Some novices might have been tempted to remind the House of this. Instead, he did the only thing he could – stand up straight and accept every rotten cabbage that got hit on him.

By the way, standing up straight is something Clarke – at 6ft 7in – does well. Take off the wobbly glasses and he could pass for an NBA superstar.

The Commons burst into laughter as Treasury Minister Simon Clarke tells Desmond Swayne (pictured) he

Commons burst into laughter as Treasury Minister Simon Clarke tells Desmond Swayne (pictured) he “won’t comment on the leaks”

The mischievous guys claim Boris only sent him to the Treasury to make Rishi (5ft 6in) feel even more nervous.

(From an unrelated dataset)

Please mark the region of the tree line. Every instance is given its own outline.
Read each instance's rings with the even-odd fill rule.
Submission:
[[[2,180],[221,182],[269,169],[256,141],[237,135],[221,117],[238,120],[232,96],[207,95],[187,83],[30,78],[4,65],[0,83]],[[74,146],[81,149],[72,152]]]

Clarke’s tone was sorry without ever apologizing. He spoke of communicating with the public on how his money was going to be spent and insisted that none of the restrictions on the budget embargo had been broken.

“It’s a matter of judgment! Shouted Sir Lindsay Hoyle, pictured below, who has made known his furious feelings about the Whitehall infiltration.

The anger spread to Clarke’s own benches. John Redwood (Con, Wokingham) reiterated the need for budget secrecy.

Labor benches welcomed Mr Redwood’s remarks. Not something we see often. Jake Berry (Con, Rossendale) wondered if we could expect to hear something today that hadn’t already been reported.

Yes, yes, a lot more hatless bunnies to come, Clarke assured him. “Watch Sky TV tomorrow! Cried Sir Lindsay. More laughter.

The most explosive intervention came from Angela Eagle (Lab, Wallasey). Usually Ms Eagle speaks with the enthusiasm of a British Rail announcer approaching retirement. Yesterday she was scolding. ‘Contempt!’ She cried. “Shame… excuse me!” “

“It's a matter of judgment!  Shouted Sir Lindsay Hoyle, pictured, who made known his furious feelings about the Whitehall infiltration

“It’s a matter of judgment! Shouted Sir Lindsay Hoyle, pictured, who made known his furious feelings about the Whitehall infiltration

Clarke timed a rare moment to make a joke. “As a former treasury minister herself, I am sure she would never have engaged in such activity,” he said.

Ms. Eagle’s humor tends to be quite selective. She rarely sees much joy in anything and yesterday was no different. ‘No!’ She screamed. ‘Shameful!’

Some 40 minutes passed before Sir Lindsay finally cleared Clarke on his way. Applicants for American fraternity houses undergo less sadistic initiation ceremonies. Speaking of initiations, Foreign Minister Liz Truss also made her debut at Foreign Ministry questions.

Mrs. Truss, at the risk of sounding like a promotional film from the 1970s, is a minister on the move. Barely a week goes by without her appearing in a glossy photoshoot. Plus, she’s upped her social media game and is launching a new relaxed haircut.

Yet despite all the postures, she lacks authority. Someone unfamiliar with politics and who watched it yesterday would have found it difficult to identify her as the senior minister in her department.

This is not a problem that Priti Patel would ever have. Nor Rishi Sunak for that matter. The latter remains the king in waiting but let’s see how the budget behaves today. I feel like it might be a while.